Date of this Version

January 2007


Published in Proceedings of the 12th Wildlife Damage Management Conference (D.L. Nolte, W.M. Arjo, D.H. Stalman, Eds). 2007.


In 1992, the U. S. Food and Drug Administration (FDA) opened an Investigational New Animal Drug (INAD) file for the avian immobilizing agent, alpha-chloralose (AC) for the United States Department of Agriculture, Animal and Plant Health Inspection Service (APHIS).

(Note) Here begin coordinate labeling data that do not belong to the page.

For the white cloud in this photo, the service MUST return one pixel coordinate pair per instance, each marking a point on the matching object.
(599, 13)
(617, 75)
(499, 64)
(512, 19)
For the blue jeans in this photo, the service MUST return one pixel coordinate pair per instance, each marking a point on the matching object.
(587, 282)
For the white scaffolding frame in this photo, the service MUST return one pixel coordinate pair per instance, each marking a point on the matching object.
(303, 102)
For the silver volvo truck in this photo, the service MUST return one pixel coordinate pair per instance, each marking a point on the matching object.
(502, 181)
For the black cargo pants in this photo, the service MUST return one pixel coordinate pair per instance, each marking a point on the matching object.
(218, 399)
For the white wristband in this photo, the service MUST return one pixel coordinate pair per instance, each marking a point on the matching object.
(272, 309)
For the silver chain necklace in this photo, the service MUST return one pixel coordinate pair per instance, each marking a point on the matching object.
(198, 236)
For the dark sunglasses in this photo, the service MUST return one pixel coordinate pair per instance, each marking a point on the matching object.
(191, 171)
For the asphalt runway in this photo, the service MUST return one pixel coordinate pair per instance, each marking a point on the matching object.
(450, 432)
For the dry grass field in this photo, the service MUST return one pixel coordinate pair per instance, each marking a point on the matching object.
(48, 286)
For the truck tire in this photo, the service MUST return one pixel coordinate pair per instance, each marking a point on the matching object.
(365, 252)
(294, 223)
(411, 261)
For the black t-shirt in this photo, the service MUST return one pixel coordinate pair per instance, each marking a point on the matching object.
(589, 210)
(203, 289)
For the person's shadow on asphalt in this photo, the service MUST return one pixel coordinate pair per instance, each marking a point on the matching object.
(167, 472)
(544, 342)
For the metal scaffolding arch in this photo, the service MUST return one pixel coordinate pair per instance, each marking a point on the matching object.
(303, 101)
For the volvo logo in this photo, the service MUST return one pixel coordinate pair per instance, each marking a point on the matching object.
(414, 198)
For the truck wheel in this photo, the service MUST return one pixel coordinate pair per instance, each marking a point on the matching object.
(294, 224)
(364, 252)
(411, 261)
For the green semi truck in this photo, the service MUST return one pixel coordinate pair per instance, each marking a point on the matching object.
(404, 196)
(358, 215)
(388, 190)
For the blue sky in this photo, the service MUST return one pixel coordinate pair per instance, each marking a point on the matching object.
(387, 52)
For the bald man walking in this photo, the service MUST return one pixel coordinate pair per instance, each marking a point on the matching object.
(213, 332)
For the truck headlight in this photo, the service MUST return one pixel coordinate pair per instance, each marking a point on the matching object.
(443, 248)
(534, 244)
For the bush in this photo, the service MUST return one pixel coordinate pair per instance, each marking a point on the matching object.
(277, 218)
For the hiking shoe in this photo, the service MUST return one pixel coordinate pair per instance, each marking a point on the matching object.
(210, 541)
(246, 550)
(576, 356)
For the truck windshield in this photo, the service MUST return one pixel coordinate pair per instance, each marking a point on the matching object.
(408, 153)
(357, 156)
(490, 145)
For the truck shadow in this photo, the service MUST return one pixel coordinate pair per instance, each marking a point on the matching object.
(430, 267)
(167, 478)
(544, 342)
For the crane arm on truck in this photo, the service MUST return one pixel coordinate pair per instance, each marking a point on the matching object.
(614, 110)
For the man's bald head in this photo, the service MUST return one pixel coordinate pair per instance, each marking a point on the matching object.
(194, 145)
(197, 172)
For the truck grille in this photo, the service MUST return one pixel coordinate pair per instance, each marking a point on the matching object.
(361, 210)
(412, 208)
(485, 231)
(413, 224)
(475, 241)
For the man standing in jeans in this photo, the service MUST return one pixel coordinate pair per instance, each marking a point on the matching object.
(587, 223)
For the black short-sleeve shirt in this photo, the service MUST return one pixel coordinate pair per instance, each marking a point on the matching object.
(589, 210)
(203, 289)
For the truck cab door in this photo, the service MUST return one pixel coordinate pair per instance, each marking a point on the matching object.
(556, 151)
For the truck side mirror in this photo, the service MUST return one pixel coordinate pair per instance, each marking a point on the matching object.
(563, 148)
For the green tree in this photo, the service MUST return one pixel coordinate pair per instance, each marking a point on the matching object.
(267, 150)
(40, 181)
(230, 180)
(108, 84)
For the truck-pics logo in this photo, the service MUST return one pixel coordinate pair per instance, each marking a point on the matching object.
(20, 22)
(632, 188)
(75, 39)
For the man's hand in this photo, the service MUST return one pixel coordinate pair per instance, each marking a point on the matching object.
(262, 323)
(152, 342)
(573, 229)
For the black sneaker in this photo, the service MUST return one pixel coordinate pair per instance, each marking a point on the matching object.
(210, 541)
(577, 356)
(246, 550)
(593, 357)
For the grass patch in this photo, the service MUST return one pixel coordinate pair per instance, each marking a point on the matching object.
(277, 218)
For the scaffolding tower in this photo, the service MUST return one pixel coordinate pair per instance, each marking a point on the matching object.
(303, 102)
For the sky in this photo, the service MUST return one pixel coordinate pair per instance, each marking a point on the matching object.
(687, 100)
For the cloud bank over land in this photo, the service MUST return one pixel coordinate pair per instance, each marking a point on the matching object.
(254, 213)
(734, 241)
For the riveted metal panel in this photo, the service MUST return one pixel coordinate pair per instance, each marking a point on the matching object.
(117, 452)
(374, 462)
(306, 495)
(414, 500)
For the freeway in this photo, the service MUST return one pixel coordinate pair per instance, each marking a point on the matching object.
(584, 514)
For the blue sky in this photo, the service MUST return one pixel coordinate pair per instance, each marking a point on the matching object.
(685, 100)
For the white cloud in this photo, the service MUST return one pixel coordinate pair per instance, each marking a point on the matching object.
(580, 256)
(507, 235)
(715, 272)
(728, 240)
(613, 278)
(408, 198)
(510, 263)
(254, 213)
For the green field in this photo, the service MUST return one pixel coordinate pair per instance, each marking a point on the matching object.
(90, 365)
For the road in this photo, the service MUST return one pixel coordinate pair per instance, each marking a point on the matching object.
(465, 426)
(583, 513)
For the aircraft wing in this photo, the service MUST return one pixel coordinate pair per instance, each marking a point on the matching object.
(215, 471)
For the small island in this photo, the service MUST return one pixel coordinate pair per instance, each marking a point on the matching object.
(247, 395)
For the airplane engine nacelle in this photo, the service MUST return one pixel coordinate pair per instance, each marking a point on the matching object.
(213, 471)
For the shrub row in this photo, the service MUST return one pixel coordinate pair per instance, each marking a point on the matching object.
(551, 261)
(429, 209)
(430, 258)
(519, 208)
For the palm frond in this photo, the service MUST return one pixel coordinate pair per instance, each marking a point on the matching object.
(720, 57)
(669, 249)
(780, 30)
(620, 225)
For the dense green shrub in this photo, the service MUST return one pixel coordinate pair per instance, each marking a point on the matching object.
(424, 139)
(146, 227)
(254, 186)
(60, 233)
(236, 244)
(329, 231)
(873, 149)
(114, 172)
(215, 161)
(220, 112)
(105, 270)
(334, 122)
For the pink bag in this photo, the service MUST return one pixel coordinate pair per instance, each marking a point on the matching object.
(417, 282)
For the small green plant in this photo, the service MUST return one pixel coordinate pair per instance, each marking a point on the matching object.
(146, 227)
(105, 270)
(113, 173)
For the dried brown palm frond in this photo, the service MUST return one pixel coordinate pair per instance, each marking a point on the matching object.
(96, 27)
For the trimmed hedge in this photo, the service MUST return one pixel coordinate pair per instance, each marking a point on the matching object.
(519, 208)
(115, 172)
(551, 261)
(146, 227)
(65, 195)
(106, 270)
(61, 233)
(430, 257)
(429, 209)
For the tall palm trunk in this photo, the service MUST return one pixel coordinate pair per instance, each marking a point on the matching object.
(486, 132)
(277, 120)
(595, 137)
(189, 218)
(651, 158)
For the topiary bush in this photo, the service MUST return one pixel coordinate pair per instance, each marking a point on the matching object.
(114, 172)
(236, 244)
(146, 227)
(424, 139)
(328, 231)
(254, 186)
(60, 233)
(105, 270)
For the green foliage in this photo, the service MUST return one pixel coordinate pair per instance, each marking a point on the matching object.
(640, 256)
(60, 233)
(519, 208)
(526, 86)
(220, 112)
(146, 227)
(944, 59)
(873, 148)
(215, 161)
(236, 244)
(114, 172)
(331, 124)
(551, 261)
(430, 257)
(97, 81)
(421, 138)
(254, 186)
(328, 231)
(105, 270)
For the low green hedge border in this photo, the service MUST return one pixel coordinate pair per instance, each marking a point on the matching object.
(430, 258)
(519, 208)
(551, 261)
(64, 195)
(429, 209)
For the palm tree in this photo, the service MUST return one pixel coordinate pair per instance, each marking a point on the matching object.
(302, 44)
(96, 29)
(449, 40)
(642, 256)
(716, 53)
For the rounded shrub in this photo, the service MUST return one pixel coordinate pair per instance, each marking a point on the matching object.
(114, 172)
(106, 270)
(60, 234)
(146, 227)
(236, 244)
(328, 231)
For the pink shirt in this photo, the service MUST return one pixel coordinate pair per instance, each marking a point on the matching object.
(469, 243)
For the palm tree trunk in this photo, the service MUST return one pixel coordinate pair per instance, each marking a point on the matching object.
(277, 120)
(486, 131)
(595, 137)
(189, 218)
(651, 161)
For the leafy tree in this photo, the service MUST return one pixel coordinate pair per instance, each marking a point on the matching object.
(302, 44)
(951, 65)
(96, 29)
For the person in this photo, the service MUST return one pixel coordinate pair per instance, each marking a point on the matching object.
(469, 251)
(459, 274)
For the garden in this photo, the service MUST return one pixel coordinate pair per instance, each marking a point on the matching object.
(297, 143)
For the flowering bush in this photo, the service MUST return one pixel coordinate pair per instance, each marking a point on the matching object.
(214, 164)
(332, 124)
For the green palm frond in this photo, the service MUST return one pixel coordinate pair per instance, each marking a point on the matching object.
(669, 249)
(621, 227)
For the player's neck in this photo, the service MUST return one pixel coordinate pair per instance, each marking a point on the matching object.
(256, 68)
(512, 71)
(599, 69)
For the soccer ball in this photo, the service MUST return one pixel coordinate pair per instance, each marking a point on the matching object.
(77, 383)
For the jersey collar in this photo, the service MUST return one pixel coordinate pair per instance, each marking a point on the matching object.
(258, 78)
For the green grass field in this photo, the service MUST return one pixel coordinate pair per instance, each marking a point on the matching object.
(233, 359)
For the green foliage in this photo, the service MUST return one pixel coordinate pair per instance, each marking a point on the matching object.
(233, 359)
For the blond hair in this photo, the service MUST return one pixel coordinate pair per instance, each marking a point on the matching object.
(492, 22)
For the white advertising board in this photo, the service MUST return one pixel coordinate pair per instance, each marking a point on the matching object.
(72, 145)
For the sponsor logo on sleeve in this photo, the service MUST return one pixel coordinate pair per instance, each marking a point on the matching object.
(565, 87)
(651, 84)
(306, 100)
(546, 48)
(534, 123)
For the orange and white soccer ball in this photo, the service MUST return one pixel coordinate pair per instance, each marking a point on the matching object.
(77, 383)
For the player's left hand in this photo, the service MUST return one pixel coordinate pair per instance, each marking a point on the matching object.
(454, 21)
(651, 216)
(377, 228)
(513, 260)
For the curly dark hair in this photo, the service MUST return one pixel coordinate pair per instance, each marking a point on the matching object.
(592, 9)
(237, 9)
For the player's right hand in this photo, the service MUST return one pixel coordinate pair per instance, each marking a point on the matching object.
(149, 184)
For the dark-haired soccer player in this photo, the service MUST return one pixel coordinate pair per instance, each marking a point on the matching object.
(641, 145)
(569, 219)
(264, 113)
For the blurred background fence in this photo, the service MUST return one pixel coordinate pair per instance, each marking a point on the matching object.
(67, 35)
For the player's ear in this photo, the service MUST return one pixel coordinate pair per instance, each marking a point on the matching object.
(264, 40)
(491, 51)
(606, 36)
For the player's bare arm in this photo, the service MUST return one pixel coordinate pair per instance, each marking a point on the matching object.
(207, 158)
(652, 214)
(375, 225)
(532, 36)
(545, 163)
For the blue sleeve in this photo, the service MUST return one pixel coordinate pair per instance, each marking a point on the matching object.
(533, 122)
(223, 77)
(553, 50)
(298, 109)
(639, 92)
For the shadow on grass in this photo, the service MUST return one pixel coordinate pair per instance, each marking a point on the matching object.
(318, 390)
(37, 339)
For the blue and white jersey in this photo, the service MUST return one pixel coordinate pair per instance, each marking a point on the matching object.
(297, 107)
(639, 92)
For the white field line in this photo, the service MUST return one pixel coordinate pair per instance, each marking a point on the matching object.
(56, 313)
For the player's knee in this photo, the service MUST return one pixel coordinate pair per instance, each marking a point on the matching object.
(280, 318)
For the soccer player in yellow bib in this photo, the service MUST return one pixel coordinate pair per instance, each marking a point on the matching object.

Currently, this INAD authorizes trained Wildlife Services (WS) personnel to use AC to immobilize and live-capture nuisance waterfowl (Anatidae spp.), American coots (Fulica americana), pigeons (Columba livia), common ravens (Corvus corax) and sandhill cranes (Grus canadensis). The use of AC has proven to be a valuable tool for WS and the number of birds captured with AC increased more than four-fold between 1993 and 2005. One requirement for using AC under the INAD is the submission of detailed semiannual reports documenting AC use to FDA. Based on the reports from October 2004 through September 2005, WS conducted 194 operations to immobilize and remove birds in 22 states, and used 413 grams of technical and 30 grams of tablets, totaling 443 grams of AC. Canada geese were the most frequently targeted species, accounting for 50% of all operations. The capture rate for all target birds using powdered AC was 80.2%, and 86.2% using tablets. The percent mortality of all target birds using powdered AC was 3.1%, and 4.9% using tablets.